L’accord visant à assurer la mise en œuvre coordonnée de l’impôt minimum mondial pour les entreprises, conclu à l’OCDE lundi 5 janvier (EUROPE 13779/19), permet aux États-Unis de renforcer leur compétitivité, a analysé Pascal Saint-Amans, chercheur au centre de réflexion Bruegel et ancien directeur du Centre de politique et d’administration fiscales de l’OCDE, mardi 13 janvier. Cela pourrait avoir des conséquences sur la planification fiscale agressive et l'attraction des investissements étrangers.
« Ces risques seraient plus marqués si les États-Unis évoluaient vers un modèle fiscal encore plus avantageux. Bien que ce ne soit pas le cas actuellement, le taux d'imposition fédéral des sociétés restant à 21%, toute augmentation du recours aux incitations fiscales ou tout passage d'une fiscalité directe à un recours accru aux droits de douane doit être surveillé de près », a-t-il nuancé.

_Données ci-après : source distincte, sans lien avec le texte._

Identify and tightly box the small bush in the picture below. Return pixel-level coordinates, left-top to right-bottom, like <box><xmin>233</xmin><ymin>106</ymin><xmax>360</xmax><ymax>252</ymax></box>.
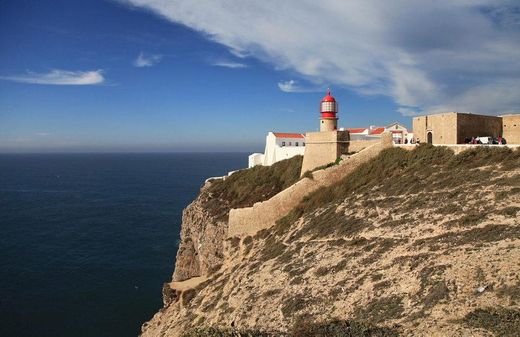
<box><xmin>289</xmin><ymin>320</ymin><xmax>399</xmax><ymax>337</ymax></box>
<box><xmin>354</xmin><ymin>295</ymin><xmax>404</xmax><ymax>324</ymax></box>
<box><xmin>463</xmin><ymin>307</ymin><xmax>520</xmax><ymax>337</ymax></box>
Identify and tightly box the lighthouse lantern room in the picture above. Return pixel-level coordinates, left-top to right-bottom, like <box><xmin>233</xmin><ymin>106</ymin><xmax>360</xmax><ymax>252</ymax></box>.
<box><xmin>320</xmin><ymin>90</ymin><xmax>338</xmax><ymax>131</ymax></box>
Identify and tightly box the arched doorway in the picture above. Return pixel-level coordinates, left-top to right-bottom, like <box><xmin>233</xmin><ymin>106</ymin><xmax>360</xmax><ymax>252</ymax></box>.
<box><xmin>426</xmin><ymin>132</ymin><xmax>433</xmax><ymax>144</ymax></box>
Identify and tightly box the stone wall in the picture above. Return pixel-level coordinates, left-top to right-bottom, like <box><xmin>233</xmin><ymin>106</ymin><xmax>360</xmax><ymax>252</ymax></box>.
<box><xmin>302</xmin><ymin>130</ymin><xmax>349</xmax><ymax>175</ymax></box>
<box><xmin>413</xmin><ymin>112</ymin><xmax>457</xmax><ymax>144</ymax></box>
<box><xmin>458</xmin><ymin>113</ymin><xmax>507</xmax><ymax>144</ymax></box>
<box><xmin>348</xmin><ymin>138</ymin><xmax>381</xmax><ymax>153</ymax></box>
<box><xmin>413</xmin><ymin>112</ymin><xmax>508</xmax><ymax>144</ymax></box>
<box><xmin>502</xmin><ymin>114</ymin><xmax>520</xmax><ymax>144</ymax></box>
<box><xmin>228</xmin><ymin>133</ymin><xmax>392</xmax><ymax>237</ymax></box>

Le nouvel accord instaure un dispositif présenté comme une 'zone de sécurité' par la Commission européenne, ne nécessitant aucune modification de la directive mettant en œuvre l’accord (EUROPE 13320/17). « L'Europe et ses partenaires peuvent se targuer d'avoir préservé le cadre international de l'impôt minimum, même si c'est dans un contexte contraint. La pérennité de cet arrangement dépendra de l'évolution future de la situation politique et fiscale », a souligné le chercheur.
Il a rappelé qu'en janvier 2025, le président américain, Donald Trump, a suspendu également la participation de son pays aux négociations sur une convention multilatérale visant à mettre en œuvre le Pilier I (EUROPE 13562/8), qui aurait permis aux juridictions de percevoir une part des bénéfices des plus grandes multinationales, y compris les plateformes numériques.